Chapter 120 is the meta-question that ties together everything: designing a multi-tenant model serving platform that hosts all of these kinds of workloads.
Read it yourself
- Covington, Adams, and Sargin, Deep Neural Networks for YouTube Recommendations (2016). The foundational two-tower paper.
- Eksombatchai et al., Pixie: A System for Recommending 3+ Billion Items to 200+ Million Users in Real-Time (Pinterest). For the engineering side.
- The Feast project documentation and the Tecton blog posts on feature stores.
- Covington et al.’s YouTube paper and Guo et al.’s DeepFM for model architectures.
- Eric Bernhardsson’s talks on recommendation systems at Spotify and Better — for the engineering reality.
- “Delayed Feedback Model for Continuous Training” (Criteo) — for online learning with delayed signals.
Practice
- Estimate the ranker compute for 100k impressions/sec, 500 candidates each, GBDT at 0.1 ms per score. How many cores?
- Design the real-time feature update path for “user’s last watched video” with a 5-second freshness SLO. Include Kafka, Flink, Redis, and failure modes.

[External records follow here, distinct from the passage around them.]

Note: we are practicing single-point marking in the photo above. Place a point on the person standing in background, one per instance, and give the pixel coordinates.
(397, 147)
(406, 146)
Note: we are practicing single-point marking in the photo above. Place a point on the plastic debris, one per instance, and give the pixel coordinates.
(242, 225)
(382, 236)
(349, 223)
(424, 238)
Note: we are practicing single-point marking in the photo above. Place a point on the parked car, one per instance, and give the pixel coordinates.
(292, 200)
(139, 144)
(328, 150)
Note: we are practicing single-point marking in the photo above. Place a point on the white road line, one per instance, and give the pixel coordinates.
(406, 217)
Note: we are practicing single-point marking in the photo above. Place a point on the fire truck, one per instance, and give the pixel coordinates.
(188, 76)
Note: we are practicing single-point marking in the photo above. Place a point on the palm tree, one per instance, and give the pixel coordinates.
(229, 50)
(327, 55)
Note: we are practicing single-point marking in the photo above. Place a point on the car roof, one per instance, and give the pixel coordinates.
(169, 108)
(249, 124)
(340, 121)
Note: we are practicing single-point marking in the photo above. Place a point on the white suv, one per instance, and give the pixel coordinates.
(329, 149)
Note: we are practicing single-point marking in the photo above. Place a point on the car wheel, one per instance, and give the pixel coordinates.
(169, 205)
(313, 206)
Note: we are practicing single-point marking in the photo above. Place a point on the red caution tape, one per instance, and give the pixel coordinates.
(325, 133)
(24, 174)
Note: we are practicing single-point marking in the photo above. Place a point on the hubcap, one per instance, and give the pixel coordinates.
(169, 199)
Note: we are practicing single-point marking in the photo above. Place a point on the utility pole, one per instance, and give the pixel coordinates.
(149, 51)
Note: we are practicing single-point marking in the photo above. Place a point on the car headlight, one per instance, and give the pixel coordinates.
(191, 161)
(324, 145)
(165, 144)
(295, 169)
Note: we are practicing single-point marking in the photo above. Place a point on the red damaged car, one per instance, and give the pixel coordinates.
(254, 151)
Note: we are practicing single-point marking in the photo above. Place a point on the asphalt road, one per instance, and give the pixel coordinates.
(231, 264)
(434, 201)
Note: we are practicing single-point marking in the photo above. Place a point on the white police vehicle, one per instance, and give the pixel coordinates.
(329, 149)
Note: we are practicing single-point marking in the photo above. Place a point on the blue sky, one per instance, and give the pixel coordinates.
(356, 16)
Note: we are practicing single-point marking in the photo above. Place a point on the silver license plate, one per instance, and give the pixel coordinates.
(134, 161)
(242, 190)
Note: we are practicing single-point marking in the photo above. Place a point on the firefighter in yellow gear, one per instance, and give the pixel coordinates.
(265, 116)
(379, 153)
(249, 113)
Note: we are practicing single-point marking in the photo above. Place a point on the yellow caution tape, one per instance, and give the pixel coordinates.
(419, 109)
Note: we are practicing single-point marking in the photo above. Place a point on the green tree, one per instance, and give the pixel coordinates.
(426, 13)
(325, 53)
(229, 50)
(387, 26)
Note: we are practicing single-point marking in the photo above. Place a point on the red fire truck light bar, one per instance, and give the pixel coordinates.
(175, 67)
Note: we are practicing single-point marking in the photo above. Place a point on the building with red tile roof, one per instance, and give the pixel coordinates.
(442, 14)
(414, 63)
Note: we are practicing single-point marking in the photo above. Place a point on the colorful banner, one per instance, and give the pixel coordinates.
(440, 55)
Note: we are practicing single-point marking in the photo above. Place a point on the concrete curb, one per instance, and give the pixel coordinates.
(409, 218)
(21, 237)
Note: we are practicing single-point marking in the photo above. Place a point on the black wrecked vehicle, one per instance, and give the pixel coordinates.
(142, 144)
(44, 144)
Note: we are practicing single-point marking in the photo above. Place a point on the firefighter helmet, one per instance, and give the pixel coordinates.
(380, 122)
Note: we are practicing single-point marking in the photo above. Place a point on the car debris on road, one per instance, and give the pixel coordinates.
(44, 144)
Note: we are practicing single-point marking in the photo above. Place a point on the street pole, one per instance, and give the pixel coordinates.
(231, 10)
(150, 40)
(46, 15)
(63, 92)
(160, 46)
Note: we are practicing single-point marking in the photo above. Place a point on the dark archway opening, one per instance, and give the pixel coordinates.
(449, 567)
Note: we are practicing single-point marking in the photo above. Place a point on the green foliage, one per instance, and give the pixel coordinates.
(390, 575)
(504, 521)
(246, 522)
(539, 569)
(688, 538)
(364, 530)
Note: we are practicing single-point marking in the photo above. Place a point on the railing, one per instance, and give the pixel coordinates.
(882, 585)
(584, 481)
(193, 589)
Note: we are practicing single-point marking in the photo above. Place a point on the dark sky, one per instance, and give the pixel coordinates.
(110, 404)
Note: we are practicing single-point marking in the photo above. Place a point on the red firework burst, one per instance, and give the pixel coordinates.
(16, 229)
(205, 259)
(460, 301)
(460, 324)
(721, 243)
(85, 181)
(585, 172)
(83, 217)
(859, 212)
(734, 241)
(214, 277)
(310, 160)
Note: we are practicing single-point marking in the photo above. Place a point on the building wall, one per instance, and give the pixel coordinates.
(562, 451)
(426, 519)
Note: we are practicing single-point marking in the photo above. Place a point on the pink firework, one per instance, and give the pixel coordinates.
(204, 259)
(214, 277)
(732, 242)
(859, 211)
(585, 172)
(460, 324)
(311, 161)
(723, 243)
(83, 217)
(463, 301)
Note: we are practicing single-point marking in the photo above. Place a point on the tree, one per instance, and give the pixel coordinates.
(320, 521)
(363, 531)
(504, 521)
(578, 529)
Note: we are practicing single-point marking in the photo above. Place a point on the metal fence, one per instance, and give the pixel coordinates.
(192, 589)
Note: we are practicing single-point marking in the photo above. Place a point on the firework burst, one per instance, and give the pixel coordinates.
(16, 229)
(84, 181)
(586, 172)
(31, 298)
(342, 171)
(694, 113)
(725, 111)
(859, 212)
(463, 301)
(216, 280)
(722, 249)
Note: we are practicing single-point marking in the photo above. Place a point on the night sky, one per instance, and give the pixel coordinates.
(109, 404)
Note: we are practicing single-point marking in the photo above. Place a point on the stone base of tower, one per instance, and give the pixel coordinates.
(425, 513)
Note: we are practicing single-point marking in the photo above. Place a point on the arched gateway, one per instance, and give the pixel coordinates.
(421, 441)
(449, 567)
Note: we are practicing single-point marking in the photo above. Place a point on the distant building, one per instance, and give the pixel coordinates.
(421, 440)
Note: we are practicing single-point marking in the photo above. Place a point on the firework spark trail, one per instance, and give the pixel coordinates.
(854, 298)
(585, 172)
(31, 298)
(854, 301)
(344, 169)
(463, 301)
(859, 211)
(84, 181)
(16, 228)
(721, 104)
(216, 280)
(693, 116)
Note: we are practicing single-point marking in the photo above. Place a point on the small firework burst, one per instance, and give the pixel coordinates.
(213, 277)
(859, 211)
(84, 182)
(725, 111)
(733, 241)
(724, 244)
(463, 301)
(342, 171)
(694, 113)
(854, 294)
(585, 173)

- A new user signs up. Walk through the first 10 impressions they see, naming which candidate source dominates at each step.

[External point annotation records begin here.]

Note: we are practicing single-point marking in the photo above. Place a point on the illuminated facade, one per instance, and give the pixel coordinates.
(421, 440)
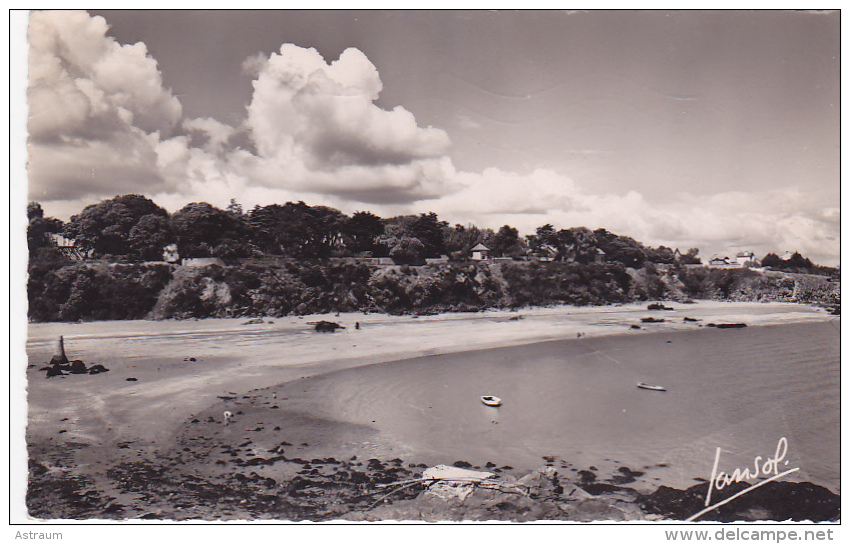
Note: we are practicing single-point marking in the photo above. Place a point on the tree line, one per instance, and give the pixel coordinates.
(132, 228)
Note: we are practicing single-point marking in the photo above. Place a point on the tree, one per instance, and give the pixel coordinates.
(408, 251)
(691, 257)
(34, 211)
(361, 231)
(621, 249)
(105, 227)
(772, 260)
(429, 230)
(459, 240)
(296, 229)
(200, 227)
(40, 228)
(149, 237)
(504, 242)
(578, 242)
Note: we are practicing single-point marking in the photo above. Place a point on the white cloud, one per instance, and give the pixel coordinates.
(94, 105)
(317, 124)
(102, 124)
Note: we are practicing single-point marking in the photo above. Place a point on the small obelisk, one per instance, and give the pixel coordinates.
(59, 357)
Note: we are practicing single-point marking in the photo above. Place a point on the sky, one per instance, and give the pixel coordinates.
(709, 129)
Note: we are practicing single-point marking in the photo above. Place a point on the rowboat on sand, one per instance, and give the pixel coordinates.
(651, 387)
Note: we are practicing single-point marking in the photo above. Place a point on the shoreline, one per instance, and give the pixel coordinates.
(153, 435)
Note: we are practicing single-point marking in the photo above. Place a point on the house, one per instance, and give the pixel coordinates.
(201, 262)
(546, 253)
(600, 256)
(745, 258)
(480, 253)
(66, 247)
(170, 254)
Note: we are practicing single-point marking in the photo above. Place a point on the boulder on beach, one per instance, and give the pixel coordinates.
(59, 357)
(327, 326)
(54, 371)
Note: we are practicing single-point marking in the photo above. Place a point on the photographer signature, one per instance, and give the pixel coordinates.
(761, 467)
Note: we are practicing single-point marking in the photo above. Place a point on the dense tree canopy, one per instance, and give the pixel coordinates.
(200, 228)
(132, 227)
(40, 228)
(105, 227)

- The item tower model changes. Design the incremental re-embedding strategy to avoid a cold-cache cliff.
- An A/B test shows the new model wins on watch time but loses on retention. What do you do?
- Add an LLM-based reranker for the top 20 candidates. Walk through the latency budget and cost impact.
- Stretch: Extend the design to a multi-surface platform (feed + search + notifications + ads) sharing the same feature store and retrieval fleet. What changes, what breaks, and what new services emerge?